This is an yum install of salt so if you know where salt installs its python version let me know (I attempted a find but with no avail).
Did you install the onedir packages or classic packages?
I used the onedir package.
okay so your master is classic packages and syndic is onedir?
If you want to upgrade a package on onedir you can use the salt-pip
cli tool to upgrade the package.
This is not good. Why is syndic still broken in 3005.1? Is there no movement on fixing this bug?

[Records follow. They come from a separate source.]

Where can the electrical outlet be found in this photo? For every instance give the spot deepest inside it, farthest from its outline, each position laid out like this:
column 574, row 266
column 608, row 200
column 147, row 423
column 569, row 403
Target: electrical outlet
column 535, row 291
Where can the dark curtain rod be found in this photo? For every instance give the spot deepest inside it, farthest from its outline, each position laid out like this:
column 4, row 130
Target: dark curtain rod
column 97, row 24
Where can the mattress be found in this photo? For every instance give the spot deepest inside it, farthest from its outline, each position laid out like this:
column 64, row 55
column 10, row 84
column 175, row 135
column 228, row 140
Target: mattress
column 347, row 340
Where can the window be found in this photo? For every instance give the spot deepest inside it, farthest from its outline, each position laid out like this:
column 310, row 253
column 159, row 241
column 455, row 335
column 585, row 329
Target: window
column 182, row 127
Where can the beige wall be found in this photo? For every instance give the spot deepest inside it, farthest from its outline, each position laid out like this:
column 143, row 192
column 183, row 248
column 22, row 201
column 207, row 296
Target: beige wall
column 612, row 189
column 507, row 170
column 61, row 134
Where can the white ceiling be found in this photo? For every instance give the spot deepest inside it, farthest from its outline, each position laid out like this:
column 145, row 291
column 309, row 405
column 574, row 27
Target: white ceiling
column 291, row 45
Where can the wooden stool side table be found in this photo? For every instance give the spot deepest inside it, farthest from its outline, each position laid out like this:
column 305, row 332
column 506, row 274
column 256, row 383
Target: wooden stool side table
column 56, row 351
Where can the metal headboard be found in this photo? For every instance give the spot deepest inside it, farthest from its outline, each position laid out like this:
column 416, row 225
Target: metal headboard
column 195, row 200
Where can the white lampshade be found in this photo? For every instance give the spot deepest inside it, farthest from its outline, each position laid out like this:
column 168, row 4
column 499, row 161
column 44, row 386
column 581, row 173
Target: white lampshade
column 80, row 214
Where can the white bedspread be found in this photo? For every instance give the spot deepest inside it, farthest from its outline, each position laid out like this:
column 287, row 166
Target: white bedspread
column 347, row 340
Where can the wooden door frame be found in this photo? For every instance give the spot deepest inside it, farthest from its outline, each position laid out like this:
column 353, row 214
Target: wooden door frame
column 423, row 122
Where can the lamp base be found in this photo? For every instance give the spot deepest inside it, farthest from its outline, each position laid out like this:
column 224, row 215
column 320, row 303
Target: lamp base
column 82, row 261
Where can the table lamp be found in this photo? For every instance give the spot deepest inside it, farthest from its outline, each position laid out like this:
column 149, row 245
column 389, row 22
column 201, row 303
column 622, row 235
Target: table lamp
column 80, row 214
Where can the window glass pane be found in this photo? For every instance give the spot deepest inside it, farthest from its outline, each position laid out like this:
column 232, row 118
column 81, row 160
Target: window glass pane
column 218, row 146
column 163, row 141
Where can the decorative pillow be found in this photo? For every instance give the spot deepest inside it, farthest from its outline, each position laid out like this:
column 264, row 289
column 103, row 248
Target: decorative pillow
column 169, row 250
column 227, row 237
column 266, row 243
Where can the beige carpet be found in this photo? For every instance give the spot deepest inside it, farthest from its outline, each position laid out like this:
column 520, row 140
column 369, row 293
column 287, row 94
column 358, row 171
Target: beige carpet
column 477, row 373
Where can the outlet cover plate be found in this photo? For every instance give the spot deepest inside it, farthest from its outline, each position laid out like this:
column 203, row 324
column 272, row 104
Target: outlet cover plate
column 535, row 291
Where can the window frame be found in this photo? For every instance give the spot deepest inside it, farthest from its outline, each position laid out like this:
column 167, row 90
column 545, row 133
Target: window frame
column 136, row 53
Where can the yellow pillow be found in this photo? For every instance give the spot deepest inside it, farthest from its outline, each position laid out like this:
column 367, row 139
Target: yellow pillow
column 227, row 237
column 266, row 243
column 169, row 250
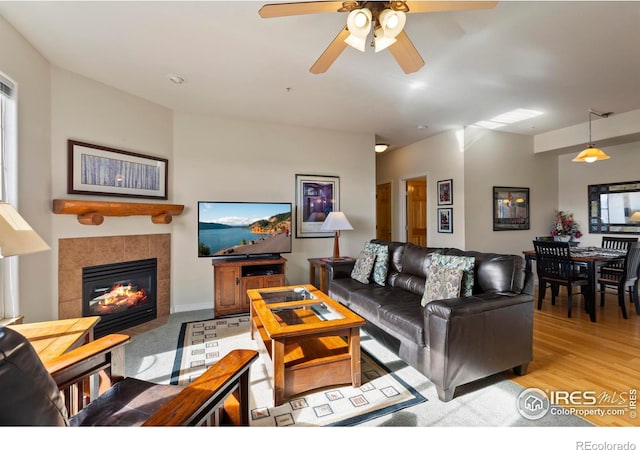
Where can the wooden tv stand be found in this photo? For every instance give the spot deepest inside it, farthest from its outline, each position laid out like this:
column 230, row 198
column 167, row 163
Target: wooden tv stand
column 232, row 278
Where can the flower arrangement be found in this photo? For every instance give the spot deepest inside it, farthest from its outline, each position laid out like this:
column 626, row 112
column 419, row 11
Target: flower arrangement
column 565, row 225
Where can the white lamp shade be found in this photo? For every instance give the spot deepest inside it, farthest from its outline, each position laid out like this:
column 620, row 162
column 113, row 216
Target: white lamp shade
column 359, row 26
column 392, row 22
column 16, row 235
column 336, row 221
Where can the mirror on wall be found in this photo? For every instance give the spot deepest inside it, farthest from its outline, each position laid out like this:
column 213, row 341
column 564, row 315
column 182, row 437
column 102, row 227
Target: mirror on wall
column 614, row 208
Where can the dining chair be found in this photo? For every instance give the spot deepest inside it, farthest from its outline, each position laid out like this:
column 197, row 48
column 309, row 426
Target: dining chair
column 614, row 269
column 555, row 268
column 622, row 280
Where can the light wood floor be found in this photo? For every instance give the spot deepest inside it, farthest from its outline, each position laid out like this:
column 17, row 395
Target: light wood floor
column 575, row 354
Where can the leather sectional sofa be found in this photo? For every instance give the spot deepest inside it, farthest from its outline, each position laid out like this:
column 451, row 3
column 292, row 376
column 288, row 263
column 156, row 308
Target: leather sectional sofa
column 452, row 341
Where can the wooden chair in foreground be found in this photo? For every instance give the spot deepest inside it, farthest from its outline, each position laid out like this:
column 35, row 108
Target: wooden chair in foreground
column 57, row 394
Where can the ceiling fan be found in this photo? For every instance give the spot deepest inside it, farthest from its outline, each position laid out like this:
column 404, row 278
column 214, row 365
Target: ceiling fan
column 387, row 20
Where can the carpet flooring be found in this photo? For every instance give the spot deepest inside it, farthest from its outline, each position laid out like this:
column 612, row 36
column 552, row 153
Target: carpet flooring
column 487, row 403
column 202, row 343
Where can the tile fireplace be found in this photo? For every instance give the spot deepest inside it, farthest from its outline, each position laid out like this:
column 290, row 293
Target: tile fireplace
column 75, row 254
column 123, row 294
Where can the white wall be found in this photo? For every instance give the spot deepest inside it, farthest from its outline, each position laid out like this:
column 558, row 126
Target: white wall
column 490, row 158
column 574, row 178
column 222, row 159
column 438, row 158
column 24, row 65
column 494, row 158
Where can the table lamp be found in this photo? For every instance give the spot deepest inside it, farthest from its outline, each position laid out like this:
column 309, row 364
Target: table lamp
column 335, row 222
column 16, row 235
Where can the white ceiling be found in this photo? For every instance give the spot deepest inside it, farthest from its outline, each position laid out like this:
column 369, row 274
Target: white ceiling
column 558, row 57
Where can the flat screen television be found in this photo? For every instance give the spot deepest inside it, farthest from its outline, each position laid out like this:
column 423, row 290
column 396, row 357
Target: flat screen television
column 243, row 229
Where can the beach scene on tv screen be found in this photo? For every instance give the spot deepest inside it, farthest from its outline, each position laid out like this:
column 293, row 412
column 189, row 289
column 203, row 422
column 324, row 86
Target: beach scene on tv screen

I've tried to upgrade to the onedir packages to see if this makes any difference for me. However the log files are still flooded with messages like this potentially hiding real errors:
salt-master[275557]: [ERROR ] An extra return was detected from minion ...
And also like this:
salt-minion[2539]: [ERROR ] Future <salt.ext.tornado.concurrent.Future object at 0x7f561c07f370> exception was never retrieved: Traceback (most recent
call last):
[...]
salt-minion[2539]: salt.exceptions.SaltReqTimeoutError: Message timed out
I am very disappointed that a new release breaks so much and that there seems to be no quick solution.
What is your advise? Downgrading to 3004?
From the documentation:
Running commands on remote systems is the core function of Salt.

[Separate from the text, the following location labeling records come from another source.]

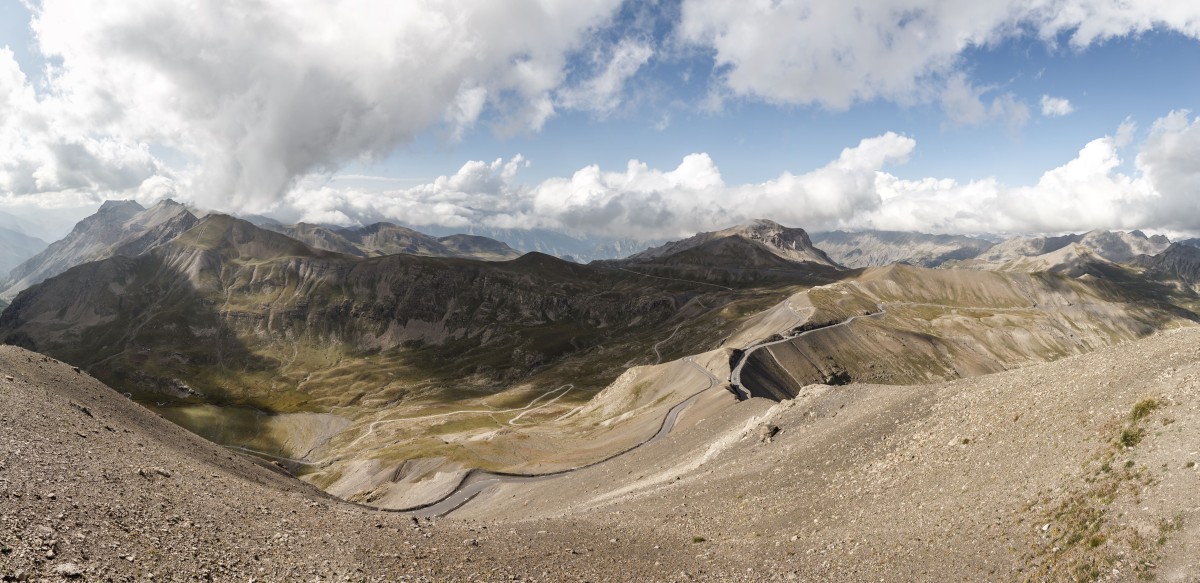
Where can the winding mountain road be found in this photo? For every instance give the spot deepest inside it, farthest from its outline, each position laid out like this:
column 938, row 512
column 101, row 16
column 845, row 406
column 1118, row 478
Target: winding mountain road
column 736, row 373
column 477, row 481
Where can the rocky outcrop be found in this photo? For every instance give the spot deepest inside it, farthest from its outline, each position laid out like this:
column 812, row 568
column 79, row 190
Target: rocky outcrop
column 1068, row 253
column 1179, row 263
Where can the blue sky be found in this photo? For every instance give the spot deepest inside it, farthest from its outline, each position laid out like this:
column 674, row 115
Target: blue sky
column 1013, row 116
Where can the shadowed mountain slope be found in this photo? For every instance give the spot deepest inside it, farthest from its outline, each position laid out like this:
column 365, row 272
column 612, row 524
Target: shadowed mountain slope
column 387, row 239
column 118, row 228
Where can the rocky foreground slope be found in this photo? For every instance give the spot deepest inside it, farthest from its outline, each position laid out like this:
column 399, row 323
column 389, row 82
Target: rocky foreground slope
column 1083, row 469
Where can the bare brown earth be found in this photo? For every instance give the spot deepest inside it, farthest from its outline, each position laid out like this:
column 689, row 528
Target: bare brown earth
column 1080, row 469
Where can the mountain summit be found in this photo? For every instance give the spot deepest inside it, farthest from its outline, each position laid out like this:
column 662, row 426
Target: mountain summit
column 751, row 240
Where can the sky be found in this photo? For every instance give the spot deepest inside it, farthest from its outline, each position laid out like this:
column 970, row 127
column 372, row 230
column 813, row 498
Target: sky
column 627, row 119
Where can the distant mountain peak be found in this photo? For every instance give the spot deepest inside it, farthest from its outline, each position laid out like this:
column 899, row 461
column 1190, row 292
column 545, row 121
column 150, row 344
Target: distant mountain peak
column 123, row 205
column 761, row 235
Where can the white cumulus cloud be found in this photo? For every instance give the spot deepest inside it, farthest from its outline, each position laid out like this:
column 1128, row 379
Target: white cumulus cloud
column 1056, row 107
column 253, row 95
column 839, row 53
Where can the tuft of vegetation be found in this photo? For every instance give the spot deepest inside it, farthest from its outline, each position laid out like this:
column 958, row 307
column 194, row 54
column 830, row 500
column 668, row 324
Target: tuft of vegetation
column 1131, row 437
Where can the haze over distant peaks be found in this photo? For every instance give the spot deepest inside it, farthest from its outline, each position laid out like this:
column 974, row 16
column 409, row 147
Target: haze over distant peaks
column 1066, row 252
column 873, row 248
column 118, row 228
column 765, row 235
column 388, row 239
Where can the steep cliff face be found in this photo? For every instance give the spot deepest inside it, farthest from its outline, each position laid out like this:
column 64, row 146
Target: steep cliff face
column 228, row 302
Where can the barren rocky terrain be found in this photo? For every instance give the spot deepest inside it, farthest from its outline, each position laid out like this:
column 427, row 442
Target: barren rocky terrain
column 1079, row 469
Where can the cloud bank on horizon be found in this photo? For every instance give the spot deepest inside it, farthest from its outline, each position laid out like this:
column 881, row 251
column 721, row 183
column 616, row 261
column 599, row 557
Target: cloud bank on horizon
column 255, row 107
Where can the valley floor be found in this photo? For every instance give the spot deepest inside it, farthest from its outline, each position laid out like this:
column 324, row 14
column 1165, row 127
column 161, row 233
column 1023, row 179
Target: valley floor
column 1084, row 468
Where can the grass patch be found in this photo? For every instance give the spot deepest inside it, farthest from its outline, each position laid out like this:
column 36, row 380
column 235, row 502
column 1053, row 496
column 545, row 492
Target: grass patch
column 1131, row 437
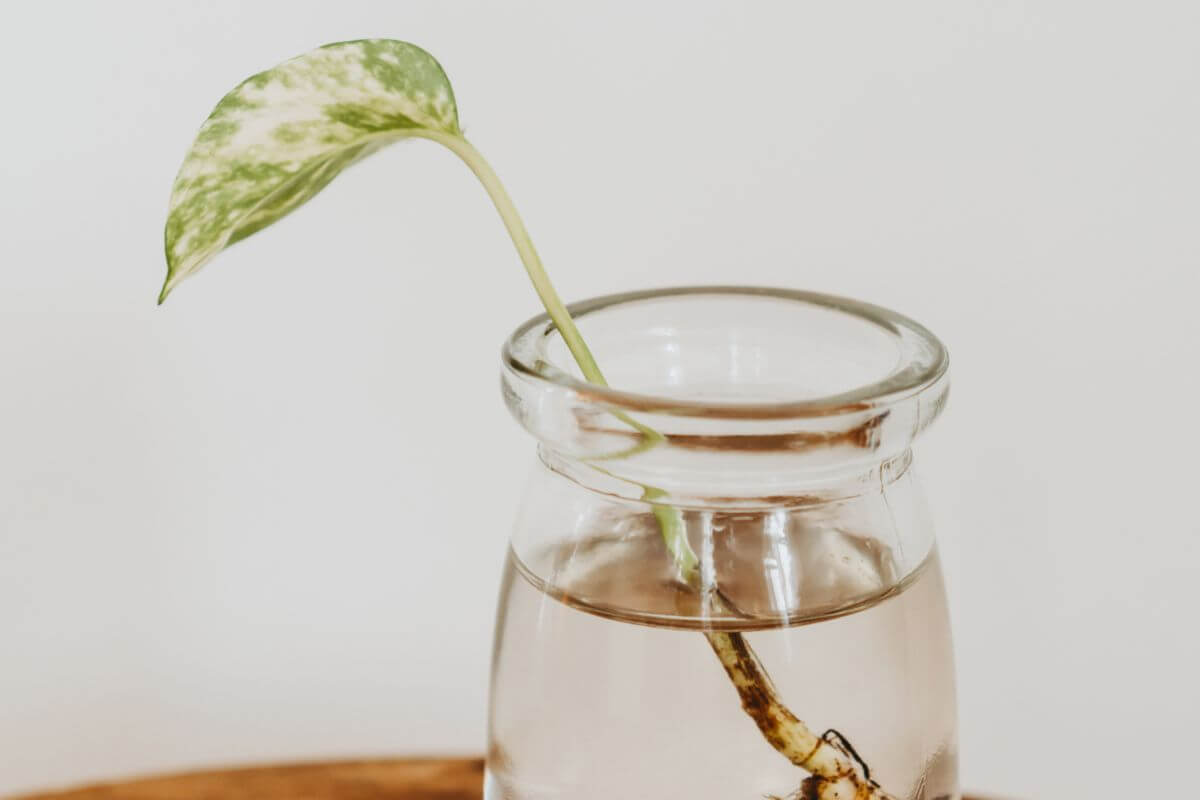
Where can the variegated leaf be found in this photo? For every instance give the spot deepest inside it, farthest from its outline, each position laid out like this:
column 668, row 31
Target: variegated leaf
column 281, row 136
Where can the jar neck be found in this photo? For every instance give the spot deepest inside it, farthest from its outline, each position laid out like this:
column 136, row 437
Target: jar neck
column 721, row 483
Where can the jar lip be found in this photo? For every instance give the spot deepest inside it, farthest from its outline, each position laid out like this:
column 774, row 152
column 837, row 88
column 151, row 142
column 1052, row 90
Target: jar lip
column 924, row 360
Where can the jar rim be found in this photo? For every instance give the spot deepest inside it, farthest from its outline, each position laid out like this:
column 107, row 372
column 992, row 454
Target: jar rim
column 923, row 362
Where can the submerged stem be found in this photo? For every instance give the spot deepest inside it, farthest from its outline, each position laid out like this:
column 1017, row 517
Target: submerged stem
column 837, row 774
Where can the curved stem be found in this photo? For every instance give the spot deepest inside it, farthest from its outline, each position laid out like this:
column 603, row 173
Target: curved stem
column 835, row 775
column 541, row 284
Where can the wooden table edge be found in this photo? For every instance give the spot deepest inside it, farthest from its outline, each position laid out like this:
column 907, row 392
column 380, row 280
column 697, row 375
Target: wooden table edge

Salt can execute multiple commands across thousands of systems in
seconds with a single execution.
How can this work if targeting around 100 minions out of a few hundred results in occasional timeouts? Running again all minions do respond. This happened with 3004 as well.
I'm unsure if this is the same issue we're facing, but after upgrading to 3005, our systems loadavg goes haywire if the masters local minion is connecting to itself, and the syndic is connecting to a different master.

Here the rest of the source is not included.